# 1983 JD 1050 leaky hydro control valve



## Terry1050 (Jun 1, 2014)

Good morning. I have a 1983 John Deere 1050 with a front end loader. The selective control valve leaks out of the valve at the opposite end of control lever. If I move the control arm too far the tractor will leak most of my hydro fluid out. The quick connects are good and the line in and the line out are good. I have priced a used control valve but at $300 I don't want to buy another leaky valve, I'd like to know if I pull mine off if there is a repair kit or if I take it to the dealership is it repairable at a reasonable cost? 

Thank you. 

Terry


----------



## PeteNM (Sep 18, 2003)

I'm not familiar with your model so won't have much help for you. I do know they make kits for that type valve and they are pretty reasonable. Here's a link you might have a look at. Good luck !!

http://www.surpluscenter.com/


----------



## Terry1050 (Jun 1, 2014)

Thanks Pete I'll look it up. That does look like a good place to start.. 
My tractor came from your neck of the woods.. It has lived in Roswell NM since new..


----------



## PeteNM (Sep 18, 2003)

A friend lives in Roswell and he claims it got to 107 deg yesterday. It's hot as hell around here. 

Be sure and check with your dealer to see what they have and the cost. There is lots of other places those kind of parts are sold online too. Here is another link. 

http://www.mcmaster.com/#


----------



## Terry1050 (Jun 1, 2014)

107 is HOT for sure. In Tennessee we don't get that hot but we get the humidity but I look at humidity as my "tax" for all the water we have.. 
I'll tell you what I miss the most, roasted GREEN CHILIES! 
I lived in Silver City for a couple years and we never got the heat that some of the state got. 
Thanks for the links Pete.


----------



## PeteNM (Sep 18, 2003)

You are very welcome !! Let us all know how you make out.


----------



## Terry1050 (Jun 1, 2014)

My JD dealer has a seal kit I bought for $37. Looking at the valve body, it doesn't look too difficult to tear into. 

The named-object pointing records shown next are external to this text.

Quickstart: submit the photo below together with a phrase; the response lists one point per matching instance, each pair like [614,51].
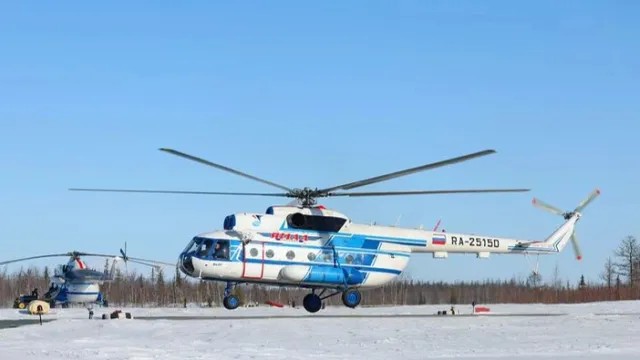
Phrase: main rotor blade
[222,167]
[423,192]
[587,200]
[576,248]
[33,257]
[183,192]
[400,173]
[148,262]
[541,204]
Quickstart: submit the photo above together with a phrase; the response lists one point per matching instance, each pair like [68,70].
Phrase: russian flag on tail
[438,239]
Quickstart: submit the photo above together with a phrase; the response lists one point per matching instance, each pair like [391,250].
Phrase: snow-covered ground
[583,332]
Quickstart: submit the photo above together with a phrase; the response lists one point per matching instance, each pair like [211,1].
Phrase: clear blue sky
[315,95]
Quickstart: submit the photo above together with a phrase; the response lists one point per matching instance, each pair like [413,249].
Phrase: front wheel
[312,303]
[231,302]
[351,298]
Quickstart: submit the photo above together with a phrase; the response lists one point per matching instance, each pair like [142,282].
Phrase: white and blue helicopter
[74,282]
[306,245]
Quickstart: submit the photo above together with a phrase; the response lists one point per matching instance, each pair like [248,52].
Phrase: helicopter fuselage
[320,248]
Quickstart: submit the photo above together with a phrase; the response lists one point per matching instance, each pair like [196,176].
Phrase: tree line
[618,280]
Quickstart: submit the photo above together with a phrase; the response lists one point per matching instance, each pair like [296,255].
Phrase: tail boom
[444,243]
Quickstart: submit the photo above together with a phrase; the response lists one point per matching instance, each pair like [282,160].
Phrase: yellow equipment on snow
[38,307]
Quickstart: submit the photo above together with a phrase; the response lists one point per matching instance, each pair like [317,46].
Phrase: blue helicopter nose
[186,263]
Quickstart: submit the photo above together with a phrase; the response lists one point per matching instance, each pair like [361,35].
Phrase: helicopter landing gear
[351,298]
[230,301]
[312,302]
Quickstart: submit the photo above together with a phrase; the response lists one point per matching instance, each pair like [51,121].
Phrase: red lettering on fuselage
[289,236]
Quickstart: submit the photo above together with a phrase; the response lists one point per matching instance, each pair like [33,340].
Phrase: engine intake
[297,220]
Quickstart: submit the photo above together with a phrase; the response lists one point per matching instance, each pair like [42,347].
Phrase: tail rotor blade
[541,204]
[576,247]
[587,200]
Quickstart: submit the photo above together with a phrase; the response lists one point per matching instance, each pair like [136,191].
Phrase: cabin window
[315,222]
[327,255]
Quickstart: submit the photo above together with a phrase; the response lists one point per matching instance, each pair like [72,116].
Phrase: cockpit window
[221,250]
[209,249]
[229,222]
[207,244]
[193,244]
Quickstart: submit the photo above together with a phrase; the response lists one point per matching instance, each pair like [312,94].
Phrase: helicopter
[306,245]
[74,282]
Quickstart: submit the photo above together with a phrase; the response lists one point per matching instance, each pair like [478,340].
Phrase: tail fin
[567,215]
[561,236]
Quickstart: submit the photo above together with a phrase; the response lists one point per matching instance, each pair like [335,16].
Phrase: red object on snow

I've PM'ed a couple guru's on here but they must be busy. 

Wish me luck.


----------



## Terry1050 (Jun 1, 2014)

If anyone could get me a copy of the JD maintenance manual with the tear down of the control valve, I'd appreciate it..

Thank you in advance.

T1050


----------



## Terry1050 (Jun 1, 2014)

Chassis serial is 008396

Thank you


----------



## pogobill (Jan 31, 2012)

Check this out for parts and schematics

http://jdpc.deere.com/jdpc/servlet/...s.HomePageServlet_Alt?search=model&model=1050


----------